Ja byłam zdradzana wielokrotnie ale szczerze mówiąc wolałabym o tym nie wiedzieć.
Ufam losowi i wierzę,że nic nie dzieje sie bez przyczyny...dlatego jeśli nie dowiedziałabym się wtedy o tych zdradach to myslę,że prędzej czy później i tak zostawiłabym tamtego faceta.

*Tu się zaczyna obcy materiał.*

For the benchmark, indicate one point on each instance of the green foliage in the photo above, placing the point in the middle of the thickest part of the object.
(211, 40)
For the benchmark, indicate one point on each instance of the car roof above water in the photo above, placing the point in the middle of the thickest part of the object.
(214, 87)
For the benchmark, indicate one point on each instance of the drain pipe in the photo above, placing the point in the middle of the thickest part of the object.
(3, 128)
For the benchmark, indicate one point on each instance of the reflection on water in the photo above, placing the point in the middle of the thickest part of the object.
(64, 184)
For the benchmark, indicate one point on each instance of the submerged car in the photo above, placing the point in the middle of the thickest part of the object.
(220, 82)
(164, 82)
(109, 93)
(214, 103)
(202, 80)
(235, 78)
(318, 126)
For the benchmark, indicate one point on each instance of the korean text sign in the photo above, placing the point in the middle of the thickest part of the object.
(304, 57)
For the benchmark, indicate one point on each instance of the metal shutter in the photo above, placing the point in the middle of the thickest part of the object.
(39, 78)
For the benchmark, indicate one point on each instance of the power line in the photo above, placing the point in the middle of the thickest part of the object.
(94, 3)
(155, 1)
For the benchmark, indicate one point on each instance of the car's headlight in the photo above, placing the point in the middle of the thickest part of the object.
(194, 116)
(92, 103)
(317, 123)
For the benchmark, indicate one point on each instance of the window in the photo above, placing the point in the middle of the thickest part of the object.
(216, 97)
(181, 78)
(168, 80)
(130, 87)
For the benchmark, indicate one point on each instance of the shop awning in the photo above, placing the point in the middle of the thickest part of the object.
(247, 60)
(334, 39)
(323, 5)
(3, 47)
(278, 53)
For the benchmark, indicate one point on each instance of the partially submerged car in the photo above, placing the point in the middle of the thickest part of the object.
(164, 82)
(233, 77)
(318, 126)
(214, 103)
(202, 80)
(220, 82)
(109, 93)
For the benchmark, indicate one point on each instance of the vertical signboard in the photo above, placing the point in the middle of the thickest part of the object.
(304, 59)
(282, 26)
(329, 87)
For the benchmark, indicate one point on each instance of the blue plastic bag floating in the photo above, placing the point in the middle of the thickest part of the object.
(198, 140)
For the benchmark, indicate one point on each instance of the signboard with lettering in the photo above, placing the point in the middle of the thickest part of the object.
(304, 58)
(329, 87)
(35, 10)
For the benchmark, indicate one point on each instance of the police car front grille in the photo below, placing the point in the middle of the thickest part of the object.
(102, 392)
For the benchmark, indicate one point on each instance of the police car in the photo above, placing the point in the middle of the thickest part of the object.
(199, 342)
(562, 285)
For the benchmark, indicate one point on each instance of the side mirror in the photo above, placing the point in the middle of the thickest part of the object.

Nie chce mi się tutaj pisać co myślę...bo tak jak powiedział Andrew na samym początku :
"Nikt Ci tu nie pomoze , ale zapewniam Cie , naczytasz sie tu dyrdymałów od groma.Dlaczego tak pisze ? bo nikt Cie nie zna , za to kazdy z odpisujacych na ow post zna siebie na wylot (bynajmniej ) a to powodowac bedzie , iż w wiekszosci mało kto bedzie tu obiektywny i beda Cie ganic .Prawda zas jest taka , ze to Ty musisz sobie sama wszystko poukładac , co nie bedzie łatwe i wybrac . Cokolwiek wybierzesz , nigdy drugiej stronie nie mów o tym zdarzeniu - jesli wybierzesz narzeczonego " ... i miał rację.